Nia's mouth turns down as she nods.

"You were definitely in trouble in there." She jerks her head towards the office. "And you did say you're partial to a fight."

The coil around my heart loosens, and I don't linger on my reaction. Her opinion of me comes directly from me, not the rumours. I can work with that.

In my silence, her attention goes to the closed door and to her lap. Sadness creeps into the edges of her features.

Again, the shift in her mood tugs at my heart. Instead of continuing to use her as my distraction, I give her the truth.

"You can go back in if you want."

"What?" Her face shoots towards me, and I recoil from her intense gaze.

"Mr Pickford told me to tell you to go in when you were ready."

Her eyes widen then narrow to the tiniest slits, her eyes lost by her thick eyelashes.

"Are you kidding me?"

My gaze turns cautious, and I lift my palms to face her. Maybe she does have a mean streak I was unprepared for. "What?"

"You're telling me I could've been in there already?" She points an aggressive finger at the door.

"Yes?" I feign a gasp and press a hand to my chest, trying to settle her mood. "You know, you could really hurt a guy's ego."

Nia rolls her eyes and rises. "Your ego is far too big for me to make any sort of dent in it."

If only she knew.

Her eyes flick between me and the corridor a few times. Her mouth bunches side to side as if considering sharing something with me.

"I'm hungry, and I left my lunch in there."

I keep my face steady instead of reacting to this information she volunteered. Her statement alone is useless, but coupled with her shifting, it alerts me to something she's hiding.
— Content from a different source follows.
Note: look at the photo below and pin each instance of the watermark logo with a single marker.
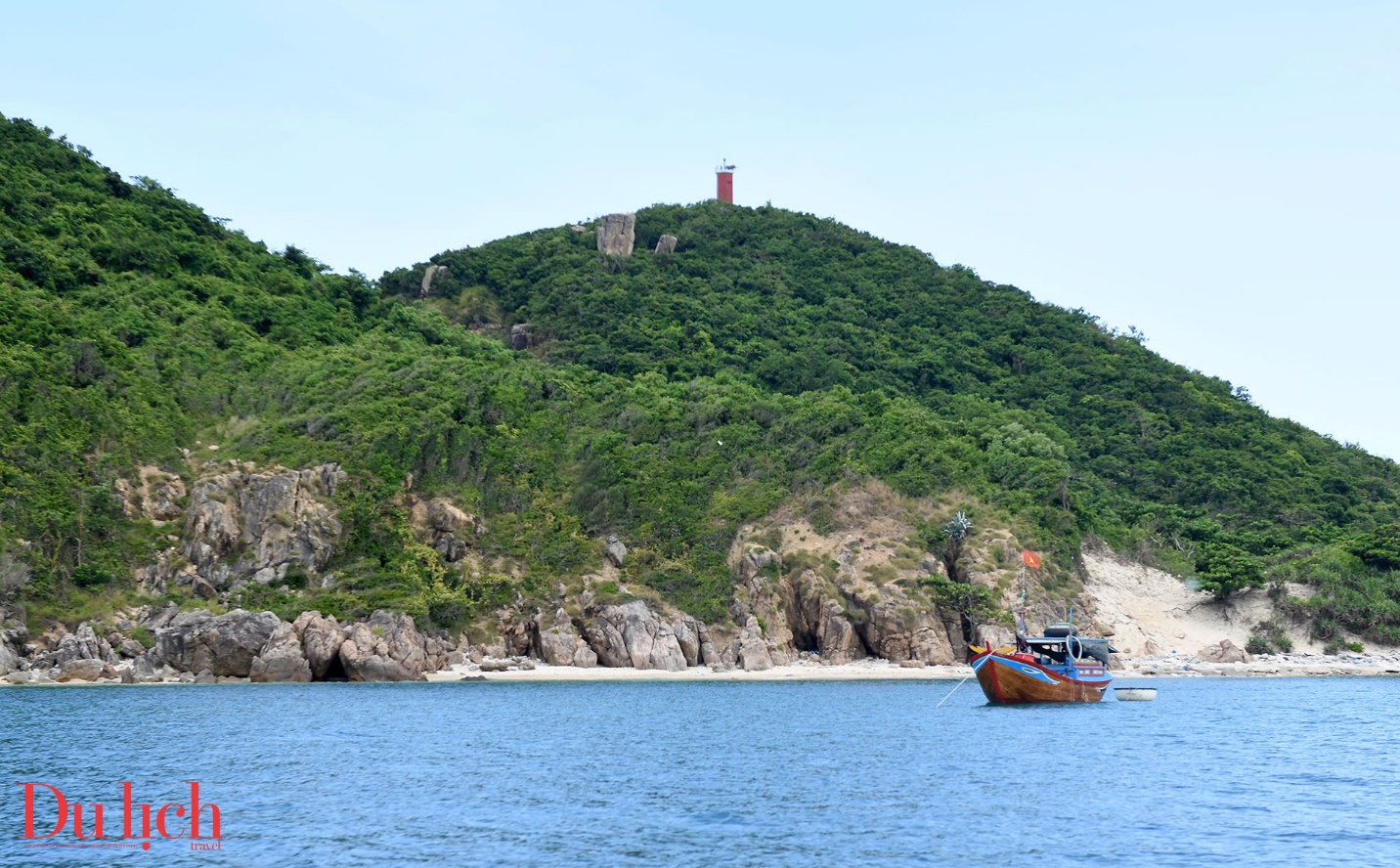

I don't draw in on this, understanding the need to hide from everyone I know.

"Ah," I say instead.

"What?"

I chuckle at her defensive tone and keep my smile light. "What?"

"You said ah. Like it explains everything." She peers at me through her eyelashes, her mood staying strong.

"Yeah. Explains why you're in a mood. And why you were waiting to go back in."

She holds my gaze. I'm absorbed in by the dark brown eyes, and I forget where I am. Something shifts within me. An unexpected calm I haven't found in years.

With a flinch, she breaks our contact and grabs the door handle. She pauses to take a deep breath, tucking her chin into her shoulder. "I'm not hangry if that's what you're getting at. But there's only one thing in this corridor that is making me angry."

Then she disappears into the room.

I glare at the chair as the only other thing in the corridor as if it was a reason my conversation with Nia was cut short.

My mind lingers on Nia as I stride to the sports centre. With her sad features and a defensive attitude I recognise in myself, I wonder what it is she's hiding from the world, too.

If, like me, it's her less than perfect family or a history she's running away from.

Either way, I don't expect to find out. I don't expect to see much of her. She's not in trouble with Mr Pickford, and when the rumours haunting this school reach her, she'll do what she can to avoid me.

I shake my head and scrub my hands over my face as I hit the cool air, trying to clear my mind of anything to do with Nia. Whatever my mind is doing needs to stop. And fast.